Guide scope definition through success lens:

  • Help user distinguish MVP (must work to be useful) from growth (competitive) and vision (dream)
  • Guide conversation through three scope levels:
    1. MVP: What's essential for proving the concept?
    2. Growth: What makes it competitive?
    3. Vision: What's the dream version?
  • Challenge scope creep conversationally: Could this wait until after launch?

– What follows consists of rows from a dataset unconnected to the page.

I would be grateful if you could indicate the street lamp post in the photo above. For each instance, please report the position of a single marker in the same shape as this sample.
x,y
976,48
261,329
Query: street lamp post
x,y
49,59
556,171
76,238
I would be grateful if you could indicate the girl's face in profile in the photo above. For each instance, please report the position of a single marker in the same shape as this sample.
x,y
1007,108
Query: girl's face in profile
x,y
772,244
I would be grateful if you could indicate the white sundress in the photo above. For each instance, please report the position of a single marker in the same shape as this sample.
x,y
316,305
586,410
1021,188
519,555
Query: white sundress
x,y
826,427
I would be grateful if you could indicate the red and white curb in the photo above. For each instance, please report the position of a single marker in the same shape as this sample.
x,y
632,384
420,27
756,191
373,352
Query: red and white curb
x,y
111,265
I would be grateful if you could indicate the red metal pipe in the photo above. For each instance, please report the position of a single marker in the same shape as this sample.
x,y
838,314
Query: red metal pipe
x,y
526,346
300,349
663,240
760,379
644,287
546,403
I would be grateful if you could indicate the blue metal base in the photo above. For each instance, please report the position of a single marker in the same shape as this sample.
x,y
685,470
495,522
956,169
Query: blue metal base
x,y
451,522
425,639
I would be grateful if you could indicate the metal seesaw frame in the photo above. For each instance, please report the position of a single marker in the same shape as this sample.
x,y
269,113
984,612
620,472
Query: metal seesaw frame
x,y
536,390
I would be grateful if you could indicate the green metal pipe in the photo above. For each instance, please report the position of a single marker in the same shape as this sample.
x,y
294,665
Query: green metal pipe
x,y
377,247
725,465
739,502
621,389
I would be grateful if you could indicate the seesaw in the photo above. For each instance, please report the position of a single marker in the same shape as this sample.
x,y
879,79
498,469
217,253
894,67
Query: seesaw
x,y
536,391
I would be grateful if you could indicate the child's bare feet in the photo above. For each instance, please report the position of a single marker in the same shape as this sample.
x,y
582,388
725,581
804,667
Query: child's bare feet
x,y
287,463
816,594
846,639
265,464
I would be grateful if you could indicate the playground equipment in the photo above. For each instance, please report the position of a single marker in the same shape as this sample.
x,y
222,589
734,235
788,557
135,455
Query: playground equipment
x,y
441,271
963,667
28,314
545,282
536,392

Is this essential for MVP?
  • For complex domains: Ensure compliance minimums are included in MVP

7. Generate Success Criteria Content

Prepare the content to append to the document:

Content Structure:

When saving to document, append these Level 2 and Level 3 sections:

## Success Criteria

### User Success

[Content about user success criteria based on conversation]

### Business Success

[Content about business success metrics based on conversation]

### Technical Success

[Content about technical success requirements based on conversation]

### Measurable Outcomes

[Content about specific measurable outcomes based on conversation]

## Product Scope

### MVP - Minimum Viable Product

[Content about MVP scope based on conversation]

### Growth Features (Post-MVP)

[Content about growth features based on conversation]

### Vision (Future)

[Content about future vision based on conversation]

8. Present MENU OPTIONS

Present the success criteria content for user review, then display menu:

  • Show the drafted success criteria and scope definition (using structure from section 7)
  • Ask if they'd like to refine further, get other perspectives, or proceed
  • Present menu options naturally as part of the conversation

Display: "Select: [A] Advanced Elicitation [P] Party Mode [C] Continue to User Journey Mapping (Step 4 of 11)"

Menu Handling Logic:

  • IF A: Read fully and follow: {advancedElicitationTask} with the current success criteria content, process the enhanced success metrics that come back, ask user "Accept these improvements to the success criteria? (y/n)", if yes update content with improvements then redisplay menu, if no keep original content then redisplay menu
  • IF P: Read fully and follow: {partyModeWorkflow} with the current success criteria, process the collaborative improvements to metrics and scope, ask user "Accept these changes to the success criteria? (y/n)", if yes update content with improvements then redisplay menu, if no keep original content then redisplay menu
  • IF C: Append the final content to {outputFile}, update frontmatter by adding this step name to the end of the stepsCompleted array, then read fully and follow: {nextStepFile}
  • IF Any other: help user respond, then redisplay menu

EXECUTION RULES:

  • ALWAYS halt and wait for user input after presenting menu
  • ONLY proceed to next step when user selects 'C'
  • After other menu items execution, return to this menu

APPEND TO DOCUMENT:

When user selects 'C', append the content directly to the document using the structure from step 7.

SUCCESS METRICS:

User success criteria clearly identified and made measurable Business success metrics defined with specific targets Success criteria connected to product differentiator Scope properly negotiated (MVP, Growth, Vision) A/P/C menu presented and handled correctly Content properly appended to document when C selected

FAILURE MODES:

Accepting vague success metrics without pushing for specificity Not connecting success criteria back to product differentiator Missing scope negotiation and leaving it undefined Generating content without real user input on what success looks like Not presenting A/P/C menu after content generation Appending content without user selecting 'C'

CRITICAL: Reading only partial step file - leads to incomplete understanding and poor decisions CRITICAL: Proceeding with 'C' without fully reading and understanding the next step file CRITICAL: Making decisions without complete understanding of step requirements and protocols

DOMAIN CONSIDERATIONS:

If working in regulated domains (healthcare, fintech, govtech):

  • Include compliance milestones in success criteria
  • Add regulatory approval timelines to MVP scope
  • Consider audit requirements as technical success metrics

NEXT STEP:

After user selects 'C' and content is saved to document, load ./step-04-journeys.md to map user journeys.

Remember: Do NOT proceed to step-04 until user explicitly selects 'C' from the A/P/C menu and content is saved!